Recently I took out my old Dremel rotary tool that had been collecting dust and played around with some walking sticks, carving a couple wood spirits. After carving mostly with knifes for the last few years, I wasn't a big fan of the dust! Guess I'll have to get a nicer fitting mask...
My son has been playing "Whomp' em" lately, a classic Nintendo game and he recently beat the "Ice Ritual" boss and he was so proud, quite the accomplishment. I figured, carving out a picture of the ice boss, which I am calling a dragon but that is up for debate, would be a cool project and a nice gift for him.
If you would like to try Whomp' em yourself, I highly recommend it, you can get remakes of the old Nintendo with hundreds of games (including Whomp' em) on Amazon. We purchased a cheaper version like this for about 25 dollars, however there are issues with the controls working correctly on some games and graphic quality seems poor. If you are willing to pay more, Nintendo has made their own remake which is much higher quality. A good middle of the road option that also plays SNES (super Nintendo) games is one of these retro Nintendo systems, which allow you to buy higher quality game boards.
On to the carving
First I edited a screenshot of the boss (picture on left) so that it was appropriate for carving, I used the GIMP open-source graphics editor to clip, improve edges, scale-up and remove color. Feel free to download and print the final full size image on the right if you want to try this project:
|Edited full size image to carve (click to download)|
I used an old 3/4" pine board that was about 6 1/4" wide by 9 1/4" tall that was exposed to the sun resulting in a darker more golden outer color than the wood beneath. You may have better results with hardwood. The plan was to use the contrast between the outer layer of wood and the wood beneath to help make the carving "pop".
Removable spray adhesive
was used to hold the image to the wood during the carving. This is similar to how I do scroll saw work if using a printed template but was the first time I've tried it with power carving, it worked well although the adhesive and paper can sometimes clog the burrs but is easily removed.
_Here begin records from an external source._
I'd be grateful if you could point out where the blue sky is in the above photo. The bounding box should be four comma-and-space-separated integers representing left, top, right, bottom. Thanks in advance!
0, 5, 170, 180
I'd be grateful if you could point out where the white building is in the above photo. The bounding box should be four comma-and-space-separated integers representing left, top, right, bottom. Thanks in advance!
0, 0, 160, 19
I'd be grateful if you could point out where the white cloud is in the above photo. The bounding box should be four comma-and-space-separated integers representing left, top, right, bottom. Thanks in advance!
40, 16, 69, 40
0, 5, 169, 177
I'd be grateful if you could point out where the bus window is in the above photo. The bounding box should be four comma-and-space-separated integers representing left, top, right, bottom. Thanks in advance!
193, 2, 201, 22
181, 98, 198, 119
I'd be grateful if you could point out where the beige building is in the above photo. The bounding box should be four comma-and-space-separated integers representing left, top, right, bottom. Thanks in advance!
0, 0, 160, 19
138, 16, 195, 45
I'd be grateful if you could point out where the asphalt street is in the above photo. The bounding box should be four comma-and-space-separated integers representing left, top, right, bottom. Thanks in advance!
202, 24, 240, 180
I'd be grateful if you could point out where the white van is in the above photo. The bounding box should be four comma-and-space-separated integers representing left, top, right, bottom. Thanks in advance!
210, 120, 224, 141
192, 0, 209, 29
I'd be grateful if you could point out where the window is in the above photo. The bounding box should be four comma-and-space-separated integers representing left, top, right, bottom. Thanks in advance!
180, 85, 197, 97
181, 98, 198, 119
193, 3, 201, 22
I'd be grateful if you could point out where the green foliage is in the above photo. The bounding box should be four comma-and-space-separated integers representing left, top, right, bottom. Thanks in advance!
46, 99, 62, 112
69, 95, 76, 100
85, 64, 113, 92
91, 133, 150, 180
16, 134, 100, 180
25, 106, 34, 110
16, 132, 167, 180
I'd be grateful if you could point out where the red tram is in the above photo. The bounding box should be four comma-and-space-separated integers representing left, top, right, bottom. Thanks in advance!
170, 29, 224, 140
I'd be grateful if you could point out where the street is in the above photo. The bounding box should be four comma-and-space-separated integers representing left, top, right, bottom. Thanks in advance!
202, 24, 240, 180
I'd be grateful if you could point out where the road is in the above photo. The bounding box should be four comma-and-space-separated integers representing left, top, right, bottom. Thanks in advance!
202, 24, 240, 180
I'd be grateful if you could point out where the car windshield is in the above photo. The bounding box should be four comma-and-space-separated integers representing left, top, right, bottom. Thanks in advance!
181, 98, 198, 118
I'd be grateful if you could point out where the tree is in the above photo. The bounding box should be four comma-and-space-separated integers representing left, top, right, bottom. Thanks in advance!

I recommend carving most of the project with a Kutzall extreme flame burr
for quick material removal, probably the best bit you can get for this type of carving. I use around 20,000 RPM and a flex shaft
attachment for better control. Any rotary tool should work, if you are looking and able to spend more I would recommend a Dremel 4000
kit, but use what you have.
|Glue drawing down with spray adhesive|
|Rough carving outline|
I decided to relief carve the white areas but it might look nice the other way too.
|I had an accident with the burr running over the carving, keep a firm grip and be careful!|
|Roughed out with flame burr|
Clean up the carving and slightly undercut outer edges. I used a a ball bit like this
to smooth and clean most of the surface, another really useful bit is a dovetail
for undercutting the edges of a relief carving and for smoothing flat surfaces, I also used sanding drums and a flat chisel to flatten out the backdrop areas.
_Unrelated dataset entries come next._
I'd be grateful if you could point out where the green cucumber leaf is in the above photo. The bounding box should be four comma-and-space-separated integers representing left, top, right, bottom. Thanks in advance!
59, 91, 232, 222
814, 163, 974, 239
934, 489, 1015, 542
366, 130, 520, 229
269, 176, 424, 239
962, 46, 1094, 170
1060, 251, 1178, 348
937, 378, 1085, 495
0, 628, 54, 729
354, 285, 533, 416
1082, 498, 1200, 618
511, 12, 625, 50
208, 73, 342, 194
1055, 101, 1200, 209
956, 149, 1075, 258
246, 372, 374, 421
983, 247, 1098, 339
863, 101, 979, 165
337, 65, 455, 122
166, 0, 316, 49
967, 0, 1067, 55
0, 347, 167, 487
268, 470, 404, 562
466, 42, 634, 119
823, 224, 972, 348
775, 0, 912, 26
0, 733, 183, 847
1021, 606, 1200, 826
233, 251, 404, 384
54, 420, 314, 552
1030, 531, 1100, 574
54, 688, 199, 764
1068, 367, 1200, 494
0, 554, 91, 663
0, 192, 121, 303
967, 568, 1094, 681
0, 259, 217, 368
After most of the clean up was done I removed the glued down drawing to expose the sun-stained pine.
Overall this was a lot of fun and really forgiving. If you are just getting into power carving this sort of project is perfect.
I'll finish it up with a thin amount of satin clear coat
to seal the wood from moisture and protect it.
Looking back, I would feather out the interior reliefs more. This carving would also look nice if painted.